I’m so used to living my life looking from the inside out. Wishing I had more time, more control, more space, more energy, more patience. Thinking I’m being judged for the whiny preschooler, ornery six year old, bad hair day, inability to remember simple tasks and deadlines. Motherhood and family life have many of us so wrapped up in what we should be doing, could be doing or would rather be doing that I, for one, often miss what’s right in front of me.
I long ago gave up expecting or striving for perfect. I do, however, expect/want/wish/hope my kids will behave relatively well in situations where other mothers are present so as not to let anyone else know how badly I’m swinging by the seat of my pants at any given moment. I just want to look a little bit like I know what I’m doing, if even for a second. Although, when a fellow parent compliments me on having it all figured out (ha!), I dismiss those good vibes quickly thinking, “if they only knew.” There is no winning with me, apparently.

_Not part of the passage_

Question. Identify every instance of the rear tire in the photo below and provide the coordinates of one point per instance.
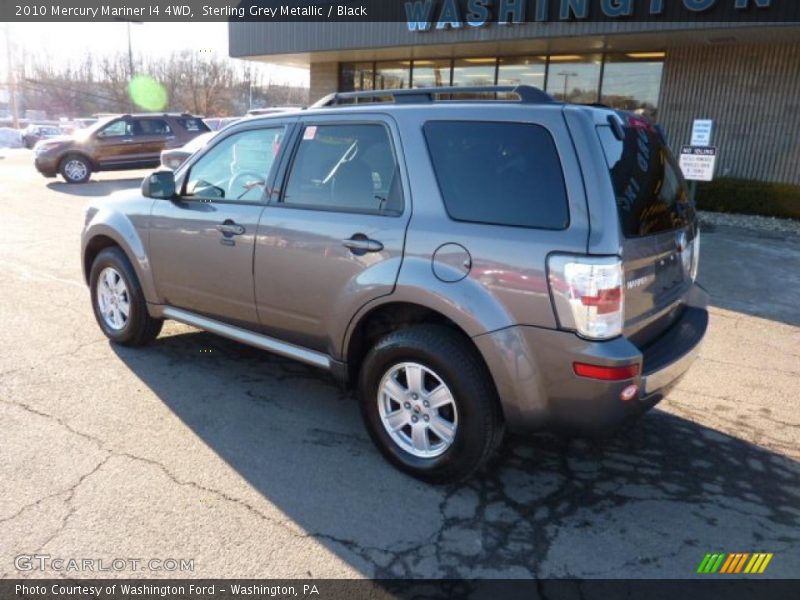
(75, 168)
(429, 403)
(118, 302)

So it is often in those moments when my kids are screeching through Target that they want a new toy and we’re only there for toilet paper or when they are smacking each other in the head as I attempt to buy groceries or the three year old is running wild in the elder’s school while I’m trying to scoop ice cream for the 100th day of school Kindergarten celebration that I hang my internal head, assume the jig is up and can’t wait to get the hell outta there before I’m branded with the scarlet B of bad parenting.
Today, I was one of a two-parent volunteer team to lead an arts and crafts project at school. I convinced the hubby to take the three year old to lunch during that half-hour block so I could focus, for a change, on just my kindergartner and his peers. Especially since tape and glue were involved. My parent partner’s two preschool boys were with her. As we walked into the school together, I recognized so much of myself. The strained smile in her voice as she cajoled her kids to stay put while we signed in. The pre-bad-behavior apologies. The split attention during the activity.

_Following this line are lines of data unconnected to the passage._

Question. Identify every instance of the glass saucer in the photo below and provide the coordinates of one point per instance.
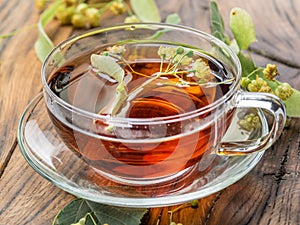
(49, 156)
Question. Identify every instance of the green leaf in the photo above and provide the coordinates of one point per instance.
(101, 213)
(44, 45)
(107, 65)
(217, 23)
(293, 104)
(242, 27)
(146, 10)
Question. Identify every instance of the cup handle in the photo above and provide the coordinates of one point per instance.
(268, 102)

And really, they were fine. The youngest was a little wilder, excited to see his big sister, stimulated by all the activity and new toys and books. But overall, totally acceptable behavior. Until we were trying to exit the class and hug our big kids goodbye and that little guy tossed an entire crate of crayons all over circle time. And I laughed. Not because it was terribly funny, but because it was really no big deal. And yet, I could see to the mom, it was. And I knew how that felt. But in the grand scheme of things, it was crayons.
So I bent down to help pick them up and helped her push the stroller to the car.
Do I think seeing my usual stress on another mother’s face is going to really help me be calmer the next time I’m in that situation? I hope so, but probably not. But it was nice to see myself from the outside for a change and realize that my mother was right all those year’s ago: Ain’t no body paying attention to me, they are all busy worrying about themselves.